If none of the above two cases is true, i.e. if the item at the middle is neither greater nor smaller than the target, then it must be the target. So we simply return the index of this middle item and end the algorithm.

If the loop finishes, then that means that the target was not found, this means that the target was not in the list and the function simply returns None.

Let us see the code perform and check its output.

The Output

Binary search in dictionary python
Binary Search example

We can see that 23 was present in the list numbers, so the function returned its index, which is 2, but 70 was not present in the list, and so the function returned None.

What Makes Binary Search Fast?

Consider a simple searching algorithm like linear search where we have to go through each item till we find what we are looking for. This means that for larger input sizes, the time it takes to find an item increases by as much amount as the input size increases. Quantifiably, its time complexity is O(n).

Time complexity is a way of quantifying how fast or efficient an algorithm is.
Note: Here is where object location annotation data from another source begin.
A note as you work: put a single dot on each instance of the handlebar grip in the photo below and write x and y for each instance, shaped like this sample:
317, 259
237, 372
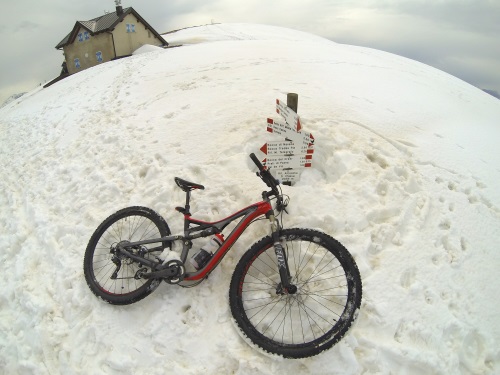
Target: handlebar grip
257, 162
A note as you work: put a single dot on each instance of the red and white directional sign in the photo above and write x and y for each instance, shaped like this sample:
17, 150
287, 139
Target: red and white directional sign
288, 156
287, 131
289, 115
288, 161
291, 174
287, 148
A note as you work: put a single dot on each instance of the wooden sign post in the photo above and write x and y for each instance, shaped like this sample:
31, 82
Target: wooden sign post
288, 157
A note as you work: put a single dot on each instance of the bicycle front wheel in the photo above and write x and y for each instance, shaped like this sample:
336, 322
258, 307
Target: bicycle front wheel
313, 318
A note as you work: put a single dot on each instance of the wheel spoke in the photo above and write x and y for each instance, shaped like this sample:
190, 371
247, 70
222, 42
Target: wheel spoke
309, 318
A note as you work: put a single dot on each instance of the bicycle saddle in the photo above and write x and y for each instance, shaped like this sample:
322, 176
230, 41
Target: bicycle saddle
187, 186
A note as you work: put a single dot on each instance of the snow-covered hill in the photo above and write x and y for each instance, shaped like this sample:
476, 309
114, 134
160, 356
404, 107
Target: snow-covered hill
406, 175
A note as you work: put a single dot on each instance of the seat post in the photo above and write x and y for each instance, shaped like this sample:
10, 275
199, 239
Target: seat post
188, 197
187, 210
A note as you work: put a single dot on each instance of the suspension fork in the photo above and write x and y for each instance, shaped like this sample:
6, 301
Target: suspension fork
285, 287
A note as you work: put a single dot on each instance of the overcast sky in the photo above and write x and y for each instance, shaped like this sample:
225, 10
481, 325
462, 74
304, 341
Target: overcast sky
460, 37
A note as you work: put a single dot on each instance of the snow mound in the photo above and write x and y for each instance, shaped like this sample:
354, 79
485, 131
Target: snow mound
146, 49
405, 175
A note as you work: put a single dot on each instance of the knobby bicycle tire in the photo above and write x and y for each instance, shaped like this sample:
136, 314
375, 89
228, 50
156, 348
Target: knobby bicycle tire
129, 224
309, 321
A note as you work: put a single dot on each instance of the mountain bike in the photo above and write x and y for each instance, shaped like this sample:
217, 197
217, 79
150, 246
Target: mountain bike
294, 293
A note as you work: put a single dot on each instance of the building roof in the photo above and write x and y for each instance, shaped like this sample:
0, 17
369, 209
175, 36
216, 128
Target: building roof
105, 23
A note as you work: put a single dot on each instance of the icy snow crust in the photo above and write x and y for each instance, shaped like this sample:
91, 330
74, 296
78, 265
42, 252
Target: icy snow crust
405, 175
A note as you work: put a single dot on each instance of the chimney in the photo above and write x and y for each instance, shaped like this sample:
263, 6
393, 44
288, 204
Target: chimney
119, 9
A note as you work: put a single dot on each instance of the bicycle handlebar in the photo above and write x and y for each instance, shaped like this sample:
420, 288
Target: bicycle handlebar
266, 176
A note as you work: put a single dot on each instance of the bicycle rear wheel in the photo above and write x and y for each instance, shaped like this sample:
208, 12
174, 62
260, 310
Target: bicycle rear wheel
309, 321
116, 279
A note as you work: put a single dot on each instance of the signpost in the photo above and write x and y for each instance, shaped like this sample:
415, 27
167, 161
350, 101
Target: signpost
287, 158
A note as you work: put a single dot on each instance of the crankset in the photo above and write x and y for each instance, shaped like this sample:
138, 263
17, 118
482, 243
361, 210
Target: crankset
172, 272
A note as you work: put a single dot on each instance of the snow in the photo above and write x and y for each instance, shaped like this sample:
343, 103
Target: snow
405, 175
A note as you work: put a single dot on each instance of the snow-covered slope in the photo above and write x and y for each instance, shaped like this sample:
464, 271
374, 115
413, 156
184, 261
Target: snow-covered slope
406, 175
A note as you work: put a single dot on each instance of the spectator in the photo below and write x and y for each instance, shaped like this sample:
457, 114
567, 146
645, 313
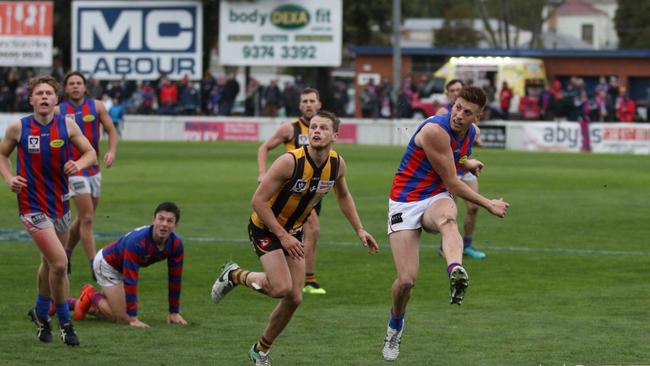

In the case of Binary Search, its time complexity is “O(log2n)“, which means that if we double the size of the input list, the algorithm will perform just one extra iteration.

Similarly, if the input size is multiplied by a thousand, then the loop will just have to run 10 more times.

Recall that in every iteration, half of the list is eliminated, so it doesn’t take very long to eliminate the entire list.

Conclusion

In this tutorial, we studied what Binary Search is, how it got its name, what it exactly does to find items, and how is it so fast. We discussed its efficiency in terms of time complexity, and we saw how to code it in Python.

Binary Search is one of many search algorithms, and it is one of the fastest. I hope you enjoyed learning about Binary Search and see you in the next tutorial.